We do not let the model do the wall enforcement. The model never sees a forbidden chunk. There is no clever prompt that says "do not mention these documents." The wall is in the SQL.
What we would do differently next time
We indexed the full archive in week one. We should not have. About 60% of the value lives in active matters and the last three years of closed matters. Starting with that subset would have moved the firm from "no answer" to "good answer" two weeks sooner, at one-fifth of the embedding cost.
We OCR'd every scanned exhibit in the first ingestion pass. Most of the scans are not what lawyers search for. A second-pass OCR triggered by zero-result queries would have caught the long tail at a fraction of the cost.
We waited too long to put a small evaluation harness in front of the team. The partners have strong opinions about retrieval quality and they are usually right. The day we shipped a one-screen "rate these ten results" tool, the feedback loop tightened by a factor of ten. Three weeks of partner ratings produced a relevance set we are still using to evaluate every change to the retrieval stack.
The smallest thing you can do today
If you are sitting on a multi-system document estate and considering a RAG agent, do not start with the embedding model. Start with one SQL query against your matter database that returns, for any given lawyer, the wall groups they are allowed to see.

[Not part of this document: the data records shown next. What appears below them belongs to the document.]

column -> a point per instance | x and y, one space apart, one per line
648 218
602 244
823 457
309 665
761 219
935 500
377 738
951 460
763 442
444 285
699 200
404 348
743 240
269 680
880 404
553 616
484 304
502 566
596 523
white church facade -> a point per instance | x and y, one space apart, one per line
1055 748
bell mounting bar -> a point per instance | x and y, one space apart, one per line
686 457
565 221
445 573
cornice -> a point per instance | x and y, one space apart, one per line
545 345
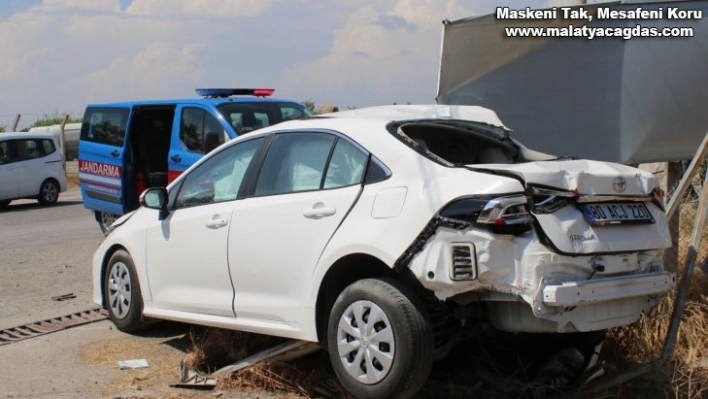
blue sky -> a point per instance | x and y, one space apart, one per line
59 55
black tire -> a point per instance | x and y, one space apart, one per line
121 293
48 192
105 220
409 348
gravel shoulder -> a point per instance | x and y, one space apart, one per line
47 251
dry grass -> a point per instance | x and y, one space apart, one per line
687 372
307 377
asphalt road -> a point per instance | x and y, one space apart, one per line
45 252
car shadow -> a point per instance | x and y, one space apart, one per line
35 205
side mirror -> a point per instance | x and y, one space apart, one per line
155 198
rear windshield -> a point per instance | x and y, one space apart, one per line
249 116
457 143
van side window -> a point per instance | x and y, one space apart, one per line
29 149
4 152
105 125
48 147
219 178
200 131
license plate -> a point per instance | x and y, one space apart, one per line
616 213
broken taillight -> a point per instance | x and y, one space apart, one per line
499 215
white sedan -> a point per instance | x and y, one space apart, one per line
385 234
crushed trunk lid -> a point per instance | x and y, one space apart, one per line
586 207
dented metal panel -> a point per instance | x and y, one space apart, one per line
628 101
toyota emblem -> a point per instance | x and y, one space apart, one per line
620 184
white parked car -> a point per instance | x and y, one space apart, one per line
31 166
384 234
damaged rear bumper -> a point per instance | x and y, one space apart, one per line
576 293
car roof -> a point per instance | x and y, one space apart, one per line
26 135
196 100
365 125
384 115
393 113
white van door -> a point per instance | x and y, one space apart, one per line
31 166
9 179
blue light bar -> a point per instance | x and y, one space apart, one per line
223 92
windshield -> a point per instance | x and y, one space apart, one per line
249 116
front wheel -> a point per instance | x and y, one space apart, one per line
380 340
105 220
122 293
48 192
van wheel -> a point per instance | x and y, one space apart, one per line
380 339
105 220
48 192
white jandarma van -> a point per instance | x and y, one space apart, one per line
31 166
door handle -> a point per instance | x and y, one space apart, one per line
317 212
216 223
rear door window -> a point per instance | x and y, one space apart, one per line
5 152
200 131
29 149
295 162
105 126
48 147
346 166
247 116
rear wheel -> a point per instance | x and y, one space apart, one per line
122 293
380 340
105 220
48 192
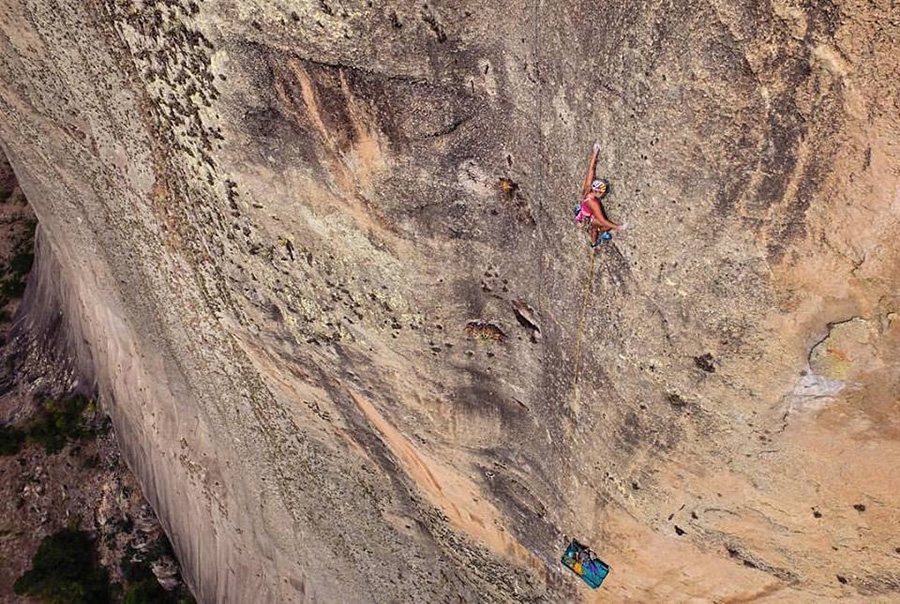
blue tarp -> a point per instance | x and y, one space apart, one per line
581 561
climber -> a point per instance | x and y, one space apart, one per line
591 194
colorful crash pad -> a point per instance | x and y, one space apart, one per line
581 561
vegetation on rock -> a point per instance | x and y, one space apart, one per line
65 570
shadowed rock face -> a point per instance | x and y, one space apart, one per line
276 225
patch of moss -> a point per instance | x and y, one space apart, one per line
65 570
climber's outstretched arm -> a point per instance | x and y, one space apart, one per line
591 167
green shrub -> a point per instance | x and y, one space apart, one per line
65 571
11 440
58 422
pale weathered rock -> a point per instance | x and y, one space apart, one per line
253 215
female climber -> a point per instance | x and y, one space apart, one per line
591 194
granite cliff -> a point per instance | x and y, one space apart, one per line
285 240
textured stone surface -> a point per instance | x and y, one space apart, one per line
275 220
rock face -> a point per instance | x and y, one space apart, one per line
271 225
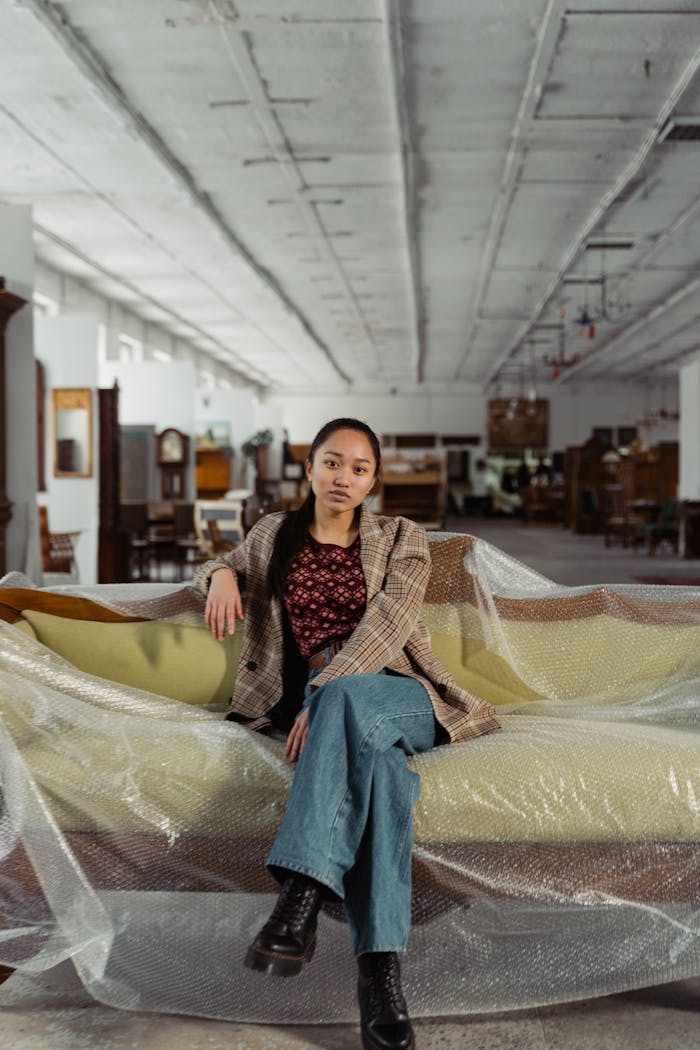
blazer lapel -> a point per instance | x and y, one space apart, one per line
375 547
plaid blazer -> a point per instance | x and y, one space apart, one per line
396 561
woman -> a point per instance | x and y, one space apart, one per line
334 595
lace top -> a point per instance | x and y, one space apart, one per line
325 594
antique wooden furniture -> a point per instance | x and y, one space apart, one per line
212 474
58 549
71 432
172 456
416 487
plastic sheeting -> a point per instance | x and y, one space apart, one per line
557 859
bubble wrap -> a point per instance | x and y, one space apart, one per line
557 859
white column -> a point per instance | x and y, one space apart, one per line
17 268
688 432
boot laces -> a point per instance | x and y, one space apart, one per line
293 904
384 986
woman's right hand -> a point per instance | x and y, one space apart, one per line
224 604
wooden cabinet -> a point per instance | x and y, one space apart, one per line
419 495
213 474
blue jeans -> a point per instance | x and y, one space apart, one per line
349 816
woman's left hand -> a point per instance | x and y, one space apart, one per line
297 737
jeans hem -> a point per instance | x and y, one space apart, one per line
311 873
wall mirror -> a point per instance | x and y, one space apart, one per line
72 433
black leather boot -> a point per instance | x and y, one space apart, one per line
288 939
383 1013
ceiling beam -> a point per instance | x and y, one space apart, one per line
691 288
240 370
239 47
548 37
90 64
401 106
578 243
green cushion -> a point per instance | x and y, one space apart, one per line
184 663
481 671
25 627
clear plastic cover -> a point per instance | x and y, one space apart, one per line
554 860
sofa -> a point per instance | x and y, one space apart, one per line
554 860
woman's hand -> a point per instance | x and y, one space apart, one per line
224 604
297 737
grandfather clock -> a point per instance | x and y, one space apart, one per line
172 459
8 305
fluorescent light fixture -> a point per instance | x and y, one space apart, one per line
681 128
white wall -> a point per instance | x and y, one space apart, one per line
17 268
573 413
67 348
156 393
688 483
238 407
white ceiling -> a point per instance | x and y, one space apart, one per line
368 192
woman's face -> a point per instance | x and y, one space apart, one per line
342 471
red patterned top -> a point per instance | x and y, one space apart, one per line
325 594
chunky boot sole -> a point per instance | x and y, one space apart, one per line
275 964
368 1043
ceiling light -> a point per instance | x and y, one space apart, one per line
681 129
609 246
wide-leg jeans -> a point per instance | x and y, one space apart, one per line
349 816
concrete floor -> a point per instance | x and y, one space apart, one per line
574 560
50 1011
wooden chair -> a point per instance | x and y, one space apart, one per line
134 521
665 528
217 545
58 551
617 519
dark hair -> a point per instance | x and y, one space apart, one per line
292 533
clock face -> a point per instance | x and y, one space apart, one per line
171 447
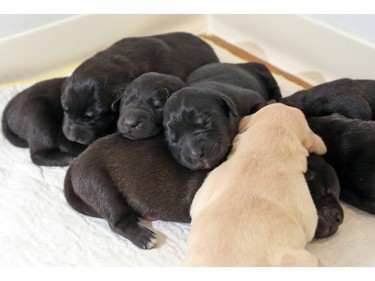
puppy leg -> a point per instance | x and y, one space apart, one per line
99 192
299 257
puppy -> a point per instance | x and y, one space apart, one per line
201 120
91 89
325 189
351 152
255 209
33 118
252 76
141 105
120 180
352 98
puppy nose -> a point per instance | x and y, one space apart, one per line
131 122
196 153
335 215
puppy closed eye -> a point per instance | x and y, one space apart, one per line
89 115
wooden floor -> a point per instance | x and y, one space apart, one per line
251 58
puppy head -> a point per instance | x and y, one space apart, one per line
314 143
141 105
199 127
87 110
324 189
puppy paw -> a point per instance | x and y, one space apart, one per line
143 238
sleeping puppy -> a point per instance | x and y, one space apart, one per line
121 180
252 76
255 209
351 152
325 189
33 118
92 88
352 98
141 105
201 121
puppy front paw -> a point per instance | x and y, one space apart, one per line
142 237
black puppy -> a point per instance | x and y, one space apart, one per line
121 180
141 105
351 152
97 82
325 189
201 120
33 118
251 75
351 98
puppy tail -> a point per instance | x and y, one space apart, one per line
297 257
74 200
10 136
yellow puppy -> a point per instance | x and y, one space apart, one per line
255 209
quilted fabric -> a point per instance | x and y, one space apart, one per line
38 227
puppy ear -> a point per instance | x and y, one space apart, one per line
309 175
244 124
231 105
116 104
315 144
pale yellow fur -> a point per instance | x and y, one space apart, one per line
255 209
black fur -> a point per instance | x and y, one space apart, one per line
97 82
351 98
201 120
141 105
33 118
325 189
119 180
351 152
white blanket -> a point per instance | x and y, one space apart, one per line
39 228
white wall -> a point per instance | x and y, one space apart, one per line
13 24
360 25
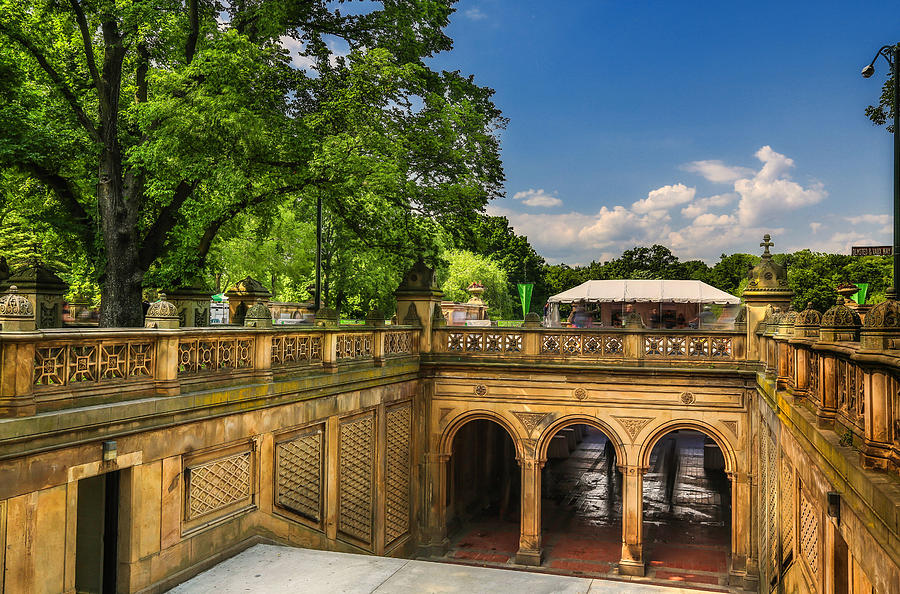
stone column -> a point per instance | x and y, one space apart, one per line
877 441
741 551
530 523
419 302
434 542
632 562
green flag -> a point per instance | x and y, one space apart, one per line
525 296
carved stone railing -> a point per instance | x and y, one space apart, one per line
54 369
656 347
850 390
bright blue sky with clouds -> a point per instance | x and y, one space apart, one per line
697 125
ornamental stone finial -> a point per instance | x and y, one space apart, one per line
766 243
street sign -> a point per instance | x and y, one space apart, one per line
871 250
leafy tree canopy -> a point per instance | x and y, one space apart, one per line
149 128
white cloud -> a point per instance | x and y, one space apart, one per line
771 192
663 198
537 198
716 171
870 219
702 205
475 14
673 215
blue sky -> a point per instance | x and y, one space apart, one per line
697 125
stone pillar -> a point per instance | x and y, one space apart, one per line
242 296
530 523
632 562
16 357
768 286
419 302
434 542
192 303
44 290
741 522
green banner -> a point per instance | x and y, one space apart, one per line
525 296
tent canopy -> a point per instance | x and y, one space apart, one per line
653 291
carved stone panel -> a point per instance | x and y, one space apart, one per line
299 475
217 484
809 533
633 425
529 419
397 476
357 453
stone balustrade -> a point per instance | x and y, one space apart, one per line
657 347
53 369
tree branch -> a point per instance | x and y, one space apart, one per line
57 81
232 211
194 33
65 192
154 240
88 44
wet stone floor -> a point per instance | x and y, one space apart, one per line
686 517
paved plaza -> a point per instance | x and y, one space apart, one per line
269 569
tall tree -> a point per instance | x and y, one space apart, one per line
155 125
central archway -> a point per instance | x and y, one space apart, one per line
483 492
581 496
687 504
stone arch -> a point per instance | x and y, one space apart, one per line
724 444
445 446
581 419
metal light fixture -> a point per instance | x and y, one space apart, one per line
891 53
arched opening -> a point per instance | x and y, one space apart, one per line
687 509
581 501
483 493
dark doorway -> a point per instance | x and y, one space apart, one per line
687 510
841 564
96 538
581 503
484 492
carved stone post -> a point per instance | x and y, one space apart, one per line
768 287
419 302
530 523
435 541
632 562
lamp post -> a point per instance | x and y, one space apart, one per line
891 53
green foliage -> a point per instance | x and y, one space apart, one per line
493 237
463 268
149 129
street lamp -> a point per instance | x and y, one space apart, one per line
891 53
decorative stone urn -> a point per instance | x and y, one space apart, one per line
161 314
881 328
840 324
808 322
258 316
16 312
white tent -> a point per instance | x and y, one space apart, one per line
645 291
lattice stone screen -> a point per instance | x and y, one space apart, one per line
299 478
809 533
787 509
398 468
357 453
216 484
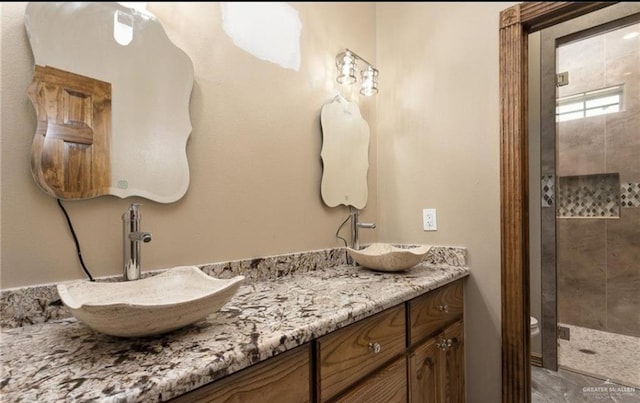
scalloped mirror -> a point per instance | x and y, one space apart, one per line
345 154
111 94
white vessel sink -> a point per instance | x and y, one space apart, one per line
168 301
386 257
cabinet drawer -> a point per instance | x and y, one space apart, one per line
285 378
433 311
349 354
389 385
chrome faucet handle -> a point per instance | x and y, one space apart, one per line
132 252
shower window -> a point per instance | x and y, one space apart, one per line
590 103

If that query is fast and correct, the rest is engineering. If it is slow or wrong, you have a conflict-management problem, not an AI problem, and no amount of retrieval cleverness will fix it.
When we built this AI agent for the Leiden firm, the part that took the longest was not the hybrid index or the chunker. It was getting wall-group resolution down to a 12-millisecond query that the partners trusted enough to put their names on. Once that was solid, the agent shipped in five weeks.
Key takeaway
The ethical wall is a SQL predicate at retrieval time, not a filter after the fact. If it lives in the prompt or the post-processor, it is already too late.
FAQ
Why hybrid retrieval instead of dense alone?
Dense embeddings are weak at exact references. Patent work runs on exact references: article numbers, claim numbers, statute citations. BM25 catches those verbatim. The two ranked lists fuse with reciprocal rank fusion.
How is the ethical wall enforced?
Every chunk carries a wall_group_id. Every session resolves to a permitted set computed live from the firm's conflict matrix. The retrieval SQL filters on the index before ranking, so forbidden chunks never reach the model or the trace.
Why Postgres pgvector instead of a dedicated vector database?
The firm already ran Postgres. Adding pgvector kept the wall predicate, the metadata join, and the dense index in one transactional store. At 240k chunks the HNSW index sits comfortably in memory on a modest box.
How do you keep the conflict matrix up to date?
A small background worker watches the conflicts system. When a wall instruction changes, affected chunks are re-tagged within minutes. Permitted-wall-group sets resolve at query time, never at session start.
What about hallucinations in legal answers?
The agent never answers without citing the chunks it used, and every answer renders the source document, page, and section path next to the claim. Lawyers verify before quoting. We treat the agent as a research aide, not an author.